Hi: A record player turntable I have has two stroboscopic strips on its rim (excuse the lack of precision in vocabulary, if you please; I'll keep using 'strip' in what follows not knowing the correct term). One for 50Hz and the other for 60 Hz (mains). But I don't know which is which ( there is an indication on the player itself but it seems ambiguous to me). Each strip consists of a sequence of alternating dark zones and
light zones. At first sight, I think of the two strips, the one with less dark zones (equivalently less light zones) will correspond to 50Hz. I could reason like this: if the light blinks 50 times per second it is logical that the number of dark zones be some multiple or submultiple of 50, say a factor of two, and seeing the number of dark zones in the other strip is not very different, I'll have that the factor is also two there, and hence the strip with less zones will correspond to 50Hz. But I could be wrong and reach the erroneous conclusion.

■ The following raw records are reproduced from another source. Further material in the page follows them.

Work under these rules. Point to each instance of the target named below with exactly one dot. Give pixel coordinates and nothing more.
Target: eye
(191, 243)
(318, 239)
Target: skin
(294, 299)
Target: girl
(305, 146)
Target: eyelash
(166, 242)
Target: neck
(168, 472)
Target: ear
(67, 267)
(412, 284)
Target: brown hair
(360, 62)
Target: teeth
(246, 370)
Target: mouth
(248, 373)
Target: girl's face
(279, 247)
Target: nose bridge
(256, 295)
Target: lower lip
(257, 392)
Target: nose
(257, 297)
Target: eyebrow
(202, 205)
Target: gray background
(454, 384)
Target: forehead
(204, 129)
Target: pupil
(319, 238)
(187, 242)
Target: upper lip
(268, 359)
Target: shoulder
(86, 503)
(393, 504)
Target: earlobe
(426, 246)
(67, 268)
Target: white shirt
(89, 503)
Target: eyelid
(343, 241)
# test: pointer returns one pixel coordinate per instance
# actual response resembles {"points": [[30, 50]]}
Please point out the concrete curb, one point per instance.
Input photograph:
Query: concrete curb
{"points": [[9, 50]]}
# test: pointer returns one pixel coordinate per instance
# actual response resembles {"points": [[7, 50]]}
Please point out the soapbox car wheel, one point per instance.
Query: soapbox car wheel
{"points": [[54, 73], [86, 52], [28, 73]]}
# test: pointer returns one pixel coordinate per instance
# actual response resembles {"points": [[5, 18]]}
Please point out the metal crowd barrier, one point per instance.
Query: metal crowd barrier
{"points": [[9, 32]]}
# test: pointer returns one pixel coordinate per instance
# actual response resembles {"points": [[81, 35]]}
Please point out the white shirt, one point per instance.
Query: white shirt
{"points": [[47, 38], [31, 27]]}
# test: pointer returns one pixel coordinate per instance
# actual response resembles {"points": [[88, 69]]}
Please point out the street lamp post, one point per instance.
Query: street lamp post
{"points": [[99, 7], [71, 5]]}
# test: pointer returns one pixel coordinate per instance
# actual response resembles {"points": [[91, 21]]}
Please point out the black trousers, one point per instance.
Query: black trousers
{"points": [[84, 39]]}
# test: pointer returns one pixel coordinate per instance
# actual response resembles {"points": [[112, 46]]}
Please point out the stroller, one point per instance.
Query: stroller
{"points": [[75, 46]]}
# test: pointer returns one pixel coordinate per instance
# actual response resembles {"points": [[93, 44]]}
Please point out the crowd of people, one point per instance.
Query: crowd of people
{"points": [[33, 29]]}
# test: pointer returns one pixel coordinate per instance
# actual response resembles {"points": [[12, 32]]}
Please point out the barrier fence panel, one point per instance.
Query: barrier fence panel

Then, given the fact that the number of dark zones in one band and in the other, let them be n1 and n2, are alike, more exactly n1/n2 does not differ from one in more than 15 to 20 per cent, will some generous soul give me a hint?

NOTE: It seems the logical thing to me 1 - n1/n2 = 0.20 exactly (or -0.20) if n1 < n2, given that (60 - 50)/50 = 0.20. If somebody finds all this is too complicated I'll try to find some simpler way to put things, but I doubt I'll be successful.

Last edited by stf92; 27th May 2014 at 05:19 AM.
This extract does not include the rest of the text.